The new policies, however, would ease the woes of the state-owned banks, who have the lion's share of NPLs. BB data reveal that the state-owned banks accounted for 21.93 percent of the total defaulted loans, while private banks accounted for six percent, as of June this year. Amidst the finance ministry's target of reducing default loans in state-owned banks by nearly Tk 2,500 crore in the current fiscal year, the new BB policy would enable the SOBs to apply creative accounting to clean up their balance sheets by rescheduling classified loans, automatically pushing down bad debt and registering higher profits.

"While it is a positive move that the central bank has deregulated the decision to reschedule, the banks must now invest more in KYC [Know Your Customer] and good governance to ensure that delinquent borrowers do not take advantage of this. We must also take note of the possibility that with banks now having sole responsibility to decide on bad debt rescheduling, this could potentially affect the good borrowers negatively. If the banks tighten their lending terms to guard against selection of wilful defaulters, the good borrowers might feel discouraged from borrowing, while the delinquent borrowers – with no intention to pay the banks back – might take the larger share of the pie, safe in the knowledge that they can get away with their unscrupulous activities. These complex issues need to be taken into serious consideration by the banks, so that good borrowers do not feel that they are being punished, while the delinquent borrowers are rewarded," suggested Dr Zahid Hussain, a former lead economist of the World Bank's Dhaka office.

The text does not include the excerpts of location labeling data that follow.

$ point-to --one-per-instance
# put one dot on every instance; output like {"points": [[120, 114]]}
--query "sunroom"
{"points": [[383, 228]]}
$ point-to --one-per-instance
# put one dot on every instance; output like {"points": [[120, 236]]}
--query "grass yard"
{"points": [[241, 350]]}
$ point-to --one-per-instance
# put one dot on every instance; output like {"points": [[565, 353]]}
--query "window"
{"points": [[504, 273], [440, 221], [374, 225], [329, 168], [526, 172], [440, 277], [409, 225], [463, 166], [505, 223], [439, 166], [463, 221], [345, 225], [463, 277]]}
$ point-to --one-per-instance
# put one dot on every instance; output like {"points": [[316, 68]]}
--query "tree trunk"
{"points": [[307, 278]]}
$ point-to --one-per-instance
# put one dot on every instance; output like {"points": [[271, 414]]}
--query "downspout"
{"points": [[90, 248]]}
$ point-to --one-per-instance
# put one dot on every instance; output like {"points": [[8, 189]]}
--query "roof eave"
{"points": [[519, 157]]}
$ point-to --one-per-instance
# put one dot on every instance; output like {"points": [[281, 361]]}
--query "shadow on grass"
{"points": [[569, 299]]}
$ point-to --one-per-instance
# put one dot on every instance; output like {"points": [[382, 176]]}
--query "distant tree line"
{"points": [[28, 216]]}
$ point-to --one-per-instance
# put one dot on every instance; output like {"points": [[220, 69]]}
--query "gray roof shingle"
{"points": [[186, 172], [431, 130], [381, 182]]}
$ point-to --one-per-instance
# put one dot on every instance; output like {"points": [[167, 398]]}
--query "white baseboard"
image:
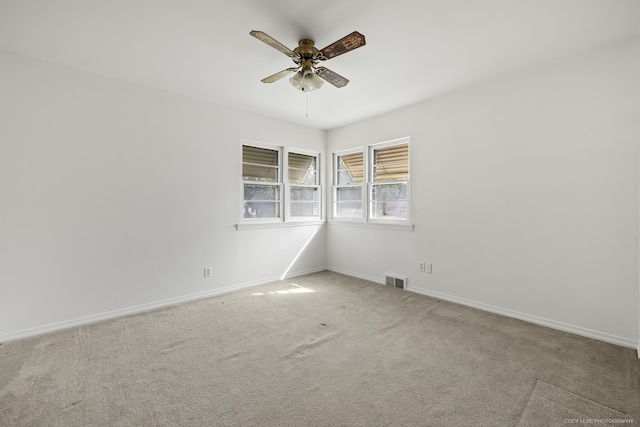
{"points": [[577, 330], [565, 327], [358, 275], [82, 321]]}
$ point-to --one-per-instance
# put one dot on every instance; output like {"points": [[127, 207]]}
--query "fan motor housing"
{"points": [[306, 49]]}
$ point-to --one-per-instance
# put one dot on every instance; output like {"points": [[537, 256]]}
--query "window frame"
{"points": [[289, 217], [282, 182], [371, 183], [367, 186], [278, 183], [336, 186]]}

Interestingly, earlier in June this year, the central bank had revived the partial loan moratorium, allowing big businesses, SMEs and flood-affected agricultural businesses to enjoy flexibility in loan repayment till December this year. This move by the central bank was taken following a request from the Federation of Bangladesh Chambers of Commerce and Industry (FBCCI). While extending such facility to CMSMEs and flood-hit businesses makes sense, why the same flexibility should also be extended to the large industries remains unclear. With the pandemic and its economic shocks fading with time, why they are being repeatedly referred to in order to justify relaxed loan repayment facilities to defaulters is beyond the understanding of the common people. While the war in Ukraine has created a new set of challenges with the dollar's price rising, shortage of energy supplies and impaired international trade, these cannot be used as excuses to reward wilful defaulters at home. Also, the regulators need to look at how other countries are navigating the current situation without incentivising the loan defaulters.

And this is not a new phenomenon. Over the years, loan defaulters – most of them influential and with strong political links – have enjoyed benefits of various central bank decisions to relax default loan repayments. One would remember the 2019 decision by the central bank to backtrack on its own measure to curb loan defaulting. A 2015 BB decision suggested – under a special package to restructure loans amounting to Tk 15,180 crore for 11 businesses – that if a borrower failed to pay two consecutive instalments of their restructured loans, they would be branded defaulters and would not be eligible for any further loan rescheduling. It was one of the multiple commitments under the said special package. Within four years, the central bank made an about-turn. Unfortunately, this practice of cushioning loan defaulters and packaging loan defaults under various schemes has become a recurring feature of the banking sector.

The policies of the central bank give the impression that the regulators are more worried about window-dressing the performance of the banking sector rather than actually putting in enough thought, time and effort to curb the problem of loan defaults, if not worse. The central bank also seems to lack the political will to bring the loan defaulters to justice, which is why they keep finding mechanisms to not only sustain them, but also incentivise their illegal activities.

The central bank should revisit its ethos, goals and objectives as a regulator and tailor its policies accordingly. Haphazardly taken decisions imply that they are either knee-jerk reactions to certain situations, or have been taken to reward delinquent borrowers.